IL 30ENNE TAKAHIRO SHIRAISHI UCCISE OTTO PERSONE ADESCANDOLE SUL SOCIAL MEDIA

La polizia di Tokyo ritrovò in casa i corpi smembrati delle vittime Fu arrestato nel 2017 e si è sempre dichiarato colpevole

Takahiro Shiraishi, il ' killer di Twitter', è stato condannato a morte. La giustizia giapponese ha così messo fine alla parabola tragica dell’uomo di 30 anni arrestato nel 2017 a Tokio. L’accusa, poi confermata per stessa ammissione dell’imputato, era di aver ucciso nove persone contattate attraverso il social media: otto donne e un uomo, tra i 15 e i 26 anni. Con le vittime il serial killer instaurava un rapporto parlando di suicidio, convincendole di volerle aiutare a morire e addirittura di farlo insieme a loro.

Il caso ha scosso profondamente il Paese, per le modalità usate da Shiraishi per avvicinare le prede e l’efferatezza che ha contraddistinto gli omicidi. Ad assistere al verdetto circa 400 persone anche se i posti disponibili nell’aula del tribunale erano appena 16.

Gli omicidi sono venuti alla luce tre anni fa ad Halloween, la polizia rinvenne parti di corpi smembrati ( nove teste, un gran numero di ossa di braccia e gambe nascoste in refrigeratori e cassette degli attrezzi) proprio nell'appartamento di Shiraishi. Un ritrovamento quasi casuale avvenuto nel corso delle indagini sulla scomparsa di una donna di 23 anni rivelatasi poi una delle vittime. Immediatamente l’informazione ribattezzò l’appartamento la ' casa degli orrori'.

Durante il processo gli avvocati difensori hanno sostenuto la tesi che le vittime avessero dato il loro consenso ad essere uccise visti i propositi suicidi. Ma la circostanza determinante è stata smentita dallo stesso Shiraishi. La confessione ha determinato la pena di morte. Il giudice Naokuni Yano, che ha pronunciato il verdetto, ha definito i crimini «astuti e crudeli» considerando l'imputato «pienamente responsabile» delle sue azioni. «È estremamente grave che le vite di nove giovani siano state portate via. La dignità delle vittime è stata calpestata» ha detto il giudice.

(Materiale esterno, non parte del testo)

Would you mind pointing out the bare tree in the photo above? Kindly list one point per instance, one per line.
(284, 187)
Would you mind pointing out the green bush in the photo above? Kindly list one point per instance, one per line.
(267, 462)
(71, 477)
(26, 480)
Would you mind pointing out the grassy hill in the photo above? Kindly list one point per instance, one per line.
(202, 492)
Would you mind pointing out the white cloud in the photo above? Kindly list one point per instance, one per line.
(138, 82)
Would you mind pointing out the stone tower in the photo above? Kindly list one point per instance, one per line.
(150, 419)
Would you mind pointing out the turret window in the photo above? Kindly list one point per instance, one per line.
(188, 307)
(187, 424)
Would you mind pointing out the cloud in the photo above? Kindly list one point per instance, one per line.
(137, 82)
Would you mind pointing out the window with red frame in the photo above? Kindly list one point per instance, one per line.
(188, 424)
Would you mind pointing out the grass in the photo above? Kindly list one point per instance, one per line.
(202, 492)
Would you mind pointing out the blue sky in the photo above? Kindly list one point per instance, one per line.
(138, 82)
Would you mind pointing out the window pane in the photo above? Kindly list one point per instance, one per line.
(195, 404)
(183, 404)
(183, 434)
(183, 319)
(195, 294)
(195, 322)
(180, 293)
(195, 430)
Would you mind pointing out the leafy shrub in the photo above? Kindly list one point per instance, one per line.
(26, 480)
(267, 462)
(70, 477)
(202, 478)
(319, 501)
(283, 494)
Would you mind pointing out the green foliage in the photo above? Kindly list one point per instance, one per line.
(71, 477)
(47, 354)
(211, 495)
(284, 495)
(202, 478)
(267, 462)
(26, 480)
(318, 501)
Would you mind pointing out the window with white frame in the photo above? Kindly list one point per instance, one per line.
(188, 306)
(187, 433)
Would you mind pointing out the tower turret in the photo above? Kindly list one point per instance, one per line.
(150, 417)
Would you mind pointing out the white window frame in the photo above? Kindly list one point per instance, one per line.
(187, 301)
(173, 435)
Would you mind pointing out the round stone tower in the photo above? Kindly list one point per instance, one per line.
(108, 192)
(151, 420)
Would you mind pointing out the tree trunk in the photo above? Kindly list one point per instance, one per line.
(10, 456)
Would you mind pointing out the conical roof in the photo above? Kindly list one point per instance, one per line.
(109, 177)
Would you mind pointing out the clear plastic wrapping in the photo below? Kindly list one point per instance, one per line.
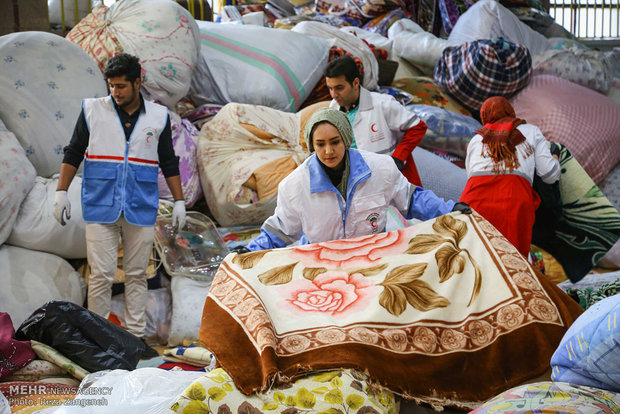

Il caso ha aperto due grandi dibattiti in Giappone. Quello relativo al suicidio, una piaga che si allarga sempre più nella società e che le autorità, nonostante i mezzi messi in campo, non riescono ad arginare. Solitudine, ritmi di vita infernale e ora la pandemia, sono considerate le cause principali. Inoltre non si sa come intercettare coloro che usano il web per veicolare il tema o che potrebbero avere bisogno di aiuto. Lo stesso collegio di giudici che si è occupato del caso ha commentato che nella società «c’è grande ansia dovuta proprio all’uso massiccio dei social network».

La vicenda poi ha riacceso la discussione che riguarda la pena di morte, nonostante le pressioni internazionali, provenienti soprattutto da Occidente, il Giappone continua ad applicare la pena capitale che nel paese gode ancora di un largo consenso. Questo nonostante le critiche piovute sul sistema penale, da parte delle ong in difesa dei diritti umani. Soprattutto è sotto la lente d’ingrandimento una pratica considerata crudele. I detenuti condannati ricevono poco preavviso prima della loro esecuzione.